What sets Mexico apart from many other emerging economies is that it has the combination of some key factors for success: a diverse set of resources and industries, its proximity to the world’s largest economy, a relatively stable currency, and—critically—a proactive, democratic government.
To be clear, I remain bullish on the U.S., and the May jobs numbers are further proof that the U.S. economy is on the right track. But we could learn a thing or two from our neighbors—in particular, the Mexican government’s willingness to take bold steps in order to foster long-term growth.
My enthusiasm about Mexico isn’t without reservations—the government has yet to actually put many of these reforms in place, the drop in GDP growth from 2012 to 2013 is cause for concern, and from an investment perspective, Mexico is a less sure bet in the medium term than some Asian economies.
But ultimately this comes down to potential. Over the next few decades, capital is going to flow more effectively in Mexico, the workforce will become better trained, and it will be easier and easier to do business. It’s the ideal environment for both entrepreneurs and established companies.
So if you’re beginning your career, do you want to make a mark? Do you want to be part of something exciting, dynamic, and big? Ve a México.
*The opinions expressed are current as of June 2014, and are subject to change. Reliance upon information in this article is at the sole discretion of the reader.
Mexico is potentially on the brink of fast expansion, driven by several factors, such as those outlined above. The reforms in Mexico, if properly implemented (which is a big if), will bring about changes that will improve Mexico’s competitiveness and ease of doing business. This will attract significant foreign direct investment.
Given the recent volatile swings in emerging market currencies, the stability of the Mexican peso is something investors should value. Additionally, Mexico’s country rating was recently upgraded. This will allow the country to raise money for investment at a lower rate than before.
The U.S. is Mexico’s largest trade partner.
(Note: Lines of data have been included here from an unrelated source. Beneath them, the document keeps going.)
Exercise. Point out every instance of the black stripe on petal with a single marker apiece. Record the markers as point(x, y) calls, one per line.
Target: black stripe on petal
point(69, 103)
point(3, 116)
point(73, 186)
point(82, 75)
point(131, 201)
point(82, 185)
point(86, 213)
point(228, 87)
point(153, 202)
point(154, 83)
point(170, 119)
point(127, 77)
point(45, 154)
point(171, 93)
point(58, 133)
The potential of Mexico’s geographical location can’t be taken for granted. A boost in the U.S. economy will eventually reflect in the Mexican economy. The timing, though, isn’t entirely certain since investors may continue to discount emerging markets in general, despite Mexico perhaps being undervalued relative to its potential.
While Mexico is likely a great long-term investment, investors should remain diversified and spread investments across markets. As mentioned above, the U.S. market still offers a possibly bullish outlook that can ultimately boost the Mexican economy.